Arabayı tekrar çalıştıracaktı ki önünde durduğumuz bahçe kapısı gıcırtıyla açıldı. Nevbahar oldukça havalı bir şekilde bir yere gidiyor gibiydi. Koyu bordo kaşe kabanı ve üstündeki otriş ile her zamanki Nevbahar'dı. Bizi gevşekçe süzüp arabaya yaklaşarak yüzüğü ile camı tıklattı.

Gözlerimi devirerek camı açtığımda saçlarını savurarak hafifçe öne eğildi. Kızıl saçlarının parlaklığından saçlarını yeni boyattığı anlaşılıyordu. "Merhabalar," dedi. "Ee bekledim gelmediniz. Bir kahvemi içerdiniz, kırk yıl hatırı olurdu. Özdemirciğim çiftliğe hoş geldiniz demeye ofisinize geldim ama yoktunuz." Özdemir tek bir kelime etmeden yalandan gülümseyerek başını öne eğdi.
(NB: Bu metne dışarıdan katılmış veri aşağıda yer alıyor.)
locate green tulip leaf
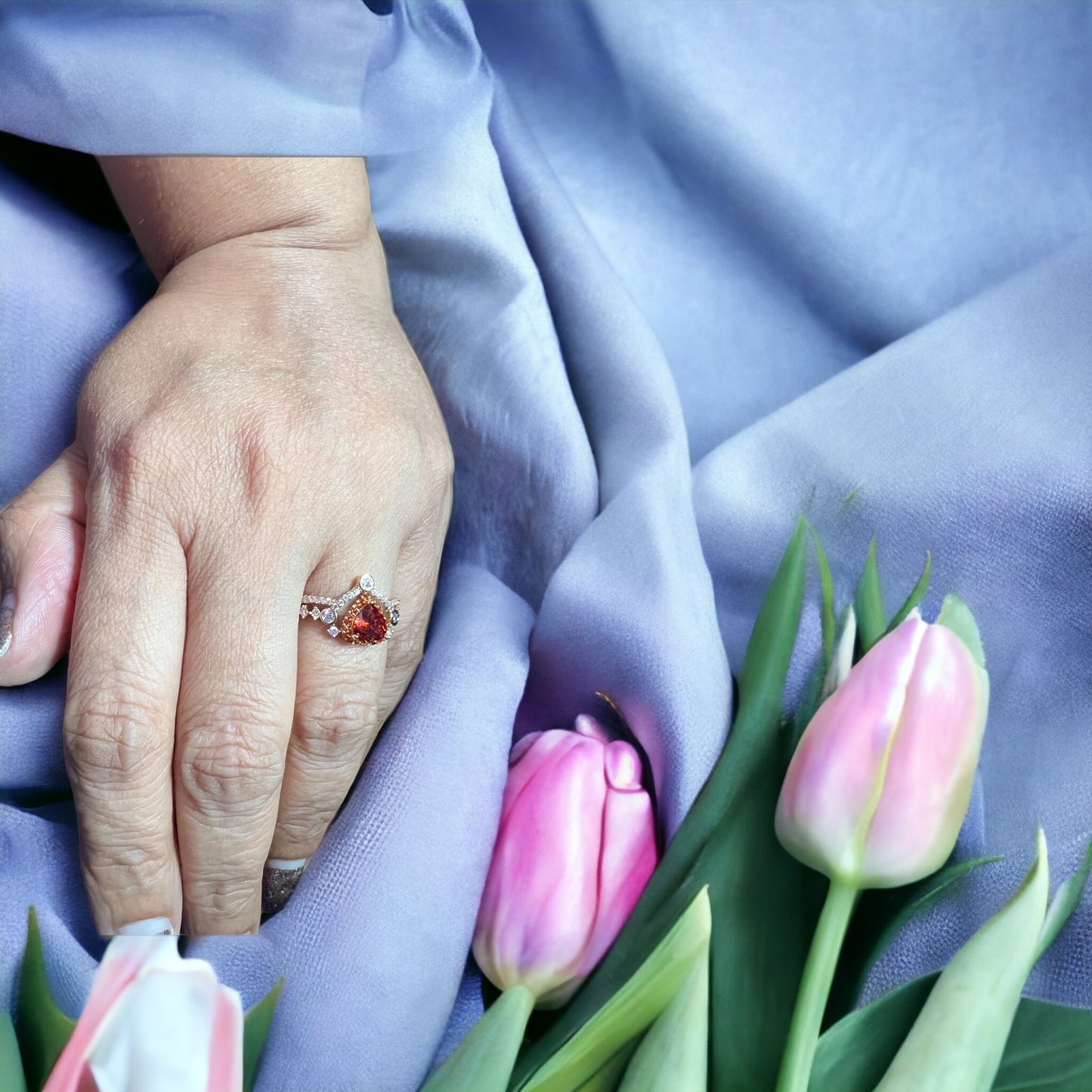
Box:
[993,997,1092,1092]
[853,538,886,655]
[1035,842,1092,959]
[808,974,939,1092]
[422,986,535,1092]
[15,906,76,1092]
[0,1011,26,1092]
[808,525,837,675]
[937,594,986,670]
[876,830,1050,1092]
[522,888,712,1092]
[827,857,1001,1019]
[577,1038,641,1092]
[808,974,1092,1092]
[243,979,284,1092]
[621,947,709,1092]
[510,520,824,1090]
[883,550,933,636]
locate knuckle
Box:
[186,873,261,933]
[101,417,170,491]
[296,685,379,763]
[228,415,289,512]
[84,832,174,898]
[176,719,282,817]
[66,680,169,790]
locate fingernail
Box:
[117,917,175,937]
[0,587,15,656]
[262,857,308,914]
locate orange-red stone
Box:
[353,603,387,645]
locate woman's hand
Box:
[0,159,451,933]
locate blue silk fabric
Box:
[0,0,1092,1092]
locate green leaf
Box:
[1035,842,1092,959]
[15,906,76,1092]
[827,857,1001,1019]
[808,974,1092,1092]
[808,524,837,676]
[621,945,709,1092]
[884,550,933,636]
[876,830,1050,1092]
[422,986,535,1092]
[577,1038,641,1092]
[243,979,284,1092]
[510,520,824,1089]
[993,997,1092,1092]
[853,538,886,655]
[808,974,939,1092]
[0,1011,26,1092]
[937,595,986,670]
[524,888,711,1092]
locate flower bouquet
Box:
[426,520,1092,1092]
[8,520,1092,1092]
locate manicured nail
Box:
[262,857,308,914]
[0,587,15,656]
[118,917,175,937]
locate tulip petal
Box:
[564,759,657,999]
[775,617,930,883]
[474,733,606,996]
[500,729,594,827]
[89,960,220,1092]
[208,986,243,1092]
[862,626,989,886]
[42,937,180,1092]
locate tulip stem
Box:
[778,880,857,1092]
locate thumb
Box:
[0,447,88,685]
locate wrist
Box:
[99,156,373,280]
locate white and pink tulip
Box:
[42,937,243,1092]
[776,613,989,889]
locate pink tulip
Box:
[776,614,989,889]
[42,937,243,1092]
[474,716,656,1008]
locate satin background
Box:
[0,0,1092,1092]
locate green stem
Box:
[778,880,857,1092]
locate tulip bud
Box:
[474,716,656,1008]
[42,937,243,1092]
[776,608,989,889]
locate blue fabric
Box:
[0,0,1092,1092]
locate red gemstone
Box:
[353,603,387,645]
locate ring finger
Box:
[262,536,398,913]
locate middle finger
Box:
[175,540,306,933]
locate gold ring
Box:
[299,574,398,645]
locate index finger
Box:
[64,503,186,936]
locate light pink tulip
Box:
[42,937,243,1092]
[474,716,656,1008]
[776,614,989,888]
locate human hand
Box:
[0,159,451,933]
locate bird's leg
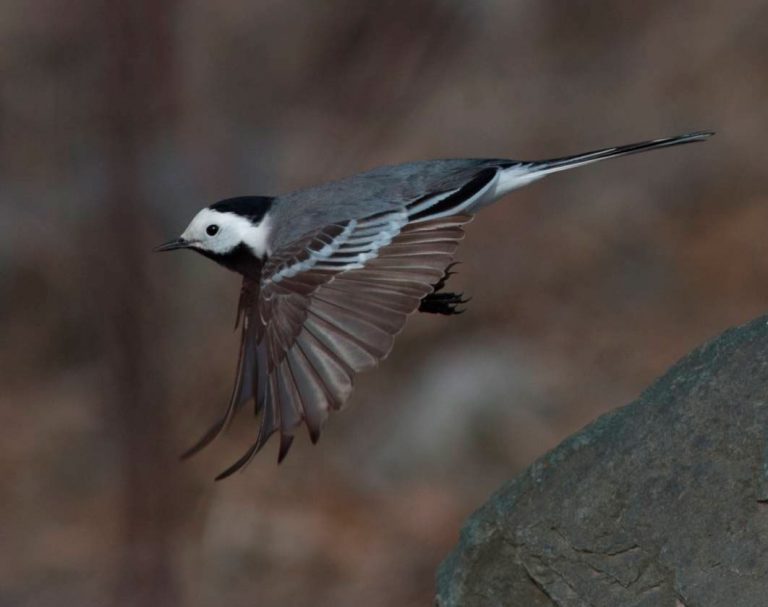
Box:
[419,262,469,316]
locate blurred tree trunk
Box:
[96,0,181,607]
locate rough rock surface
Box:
[437,317,768,607]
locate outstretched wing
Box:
[187,171,496,478]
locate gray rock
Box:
[437,317,768,607]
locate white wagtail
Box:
[156,132,712,478]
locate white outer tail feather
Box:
[494,131,714,198]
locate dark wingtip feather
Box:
[179,417,227,460]
[277,434,293,465]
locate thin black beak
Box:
[154,238,190,253]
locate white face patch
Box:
[181,209,271,258]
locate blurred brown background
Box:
[0,0,768,607]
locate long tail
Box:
[529,131,714,174]
[495,131,714,198]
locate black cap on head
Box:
[209,196,274,223]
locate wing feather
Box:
[188,200,474,478]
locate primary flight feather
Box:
[156,132,712,479]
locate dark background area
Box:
[0,0,768,607]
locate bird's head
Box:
[155,196,273,274]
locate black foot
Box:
[419,262,469,316]
[419,292,469,316]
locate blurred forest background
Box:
[0,0,768,607]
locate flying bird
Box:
[156,132,713,479]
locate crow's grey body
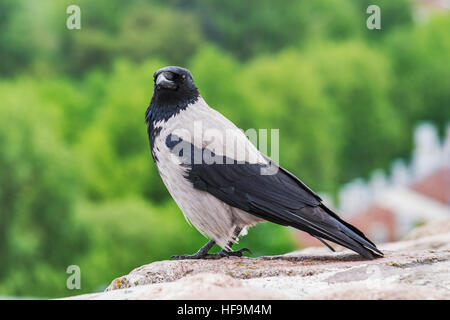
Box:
[154,97,265,250]
[146,67,382,259]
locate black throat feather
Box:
[145,87,200,162]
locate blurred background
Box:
[0,0,450,298]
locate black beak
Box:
[155,72,177,89]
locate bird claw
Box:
[218,248,252,258]
[172,248,252,260]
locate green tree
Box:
[0,81,87,294]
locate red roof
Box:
[411,168,450,205]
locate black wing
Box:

Nevbahar'ın kaşları alayla havalandı.

"Sen var ya sen," dedi bana hitaben. "Hiçbirimize çekmemişsin. Herkesi parmağında oynatmanın yolunu bulmuşsun." Derin bir nefes alıp tam ağzımı açıp gözümü yummayı planlıyordum ki konuşmaya devam etti. "Alınma Özdemirciğim, Menderes kanı herkesin bileğine bir pranga geçirmenin yolunu bulur. Dedene çektin belki, kim bilir? Naşit Bey," diye seslendi gökyüzüne doğru. Kıkırdadı. "Naşit Baba, hepimizin babası ya. Sana çekmiş. İşler istediği gibi gitmeyince oyunu kendi kurallarına göre kurdu. Tek bir farkın var ama... Menderes Çiftliği ilk defa kanatlarının büyüklüğünü herkese hissettiriyor. Gölgene kimleri sığdırdığını duydum. İlahi Lavin, hepimize böyle yol gösterecek misin?"